Kusch: Täter werden dort verurteilt und zur Rechenschaft gezogen, wo sie Straftaten begehen. Und wer in Hamburg eine Straftat begeht, der muss mit einer energischen Strafverfolgung und einem konsequenten Strafvollzug rechnen.
MOPO: Werden jetzt die Zellen in Hamburgs Gefängnissen doppelt belegt?
Kusch: Wir sind in der komfortablen Situation, über hinreichende Haftkapazitäten im Bereich der Einzelunterbringung zu verfügen. Gleichwohl ist es gut, wenn man flexibel auf bestimmte Entwicklungen reagieren kann. Daher kann ich mir auch vorstellen, die gemeinschaftliche Unterbringung gesetzlich zu regeln.

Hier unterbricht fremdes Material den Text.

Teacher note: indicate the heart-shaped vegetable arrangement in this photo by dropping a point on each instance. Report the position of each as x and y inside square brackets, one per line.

MOPO: Ihre ersten drei Neuerungen, für den Hamburger Strafvollzug?
Kusch: Sollten wir bald für die Gesetzgebung zuständig sein, werde ich den Schutz der Allgemeinheit vor weiteren Straftaten als vorrangiges Ziel im Gesetz verankern. Zweitens brauchen wir eine Umorientierung vom Angebots- zum Chancenvollzug. Derzeit müssen selbst dem Gefangenen, der die Angebote des Vollzuges nicht annehmen will, diese gleichsam "aufgedrängt" werden. Drittens ist die Gefangenenarbeit momentan zu teuer für den Steuerzahler.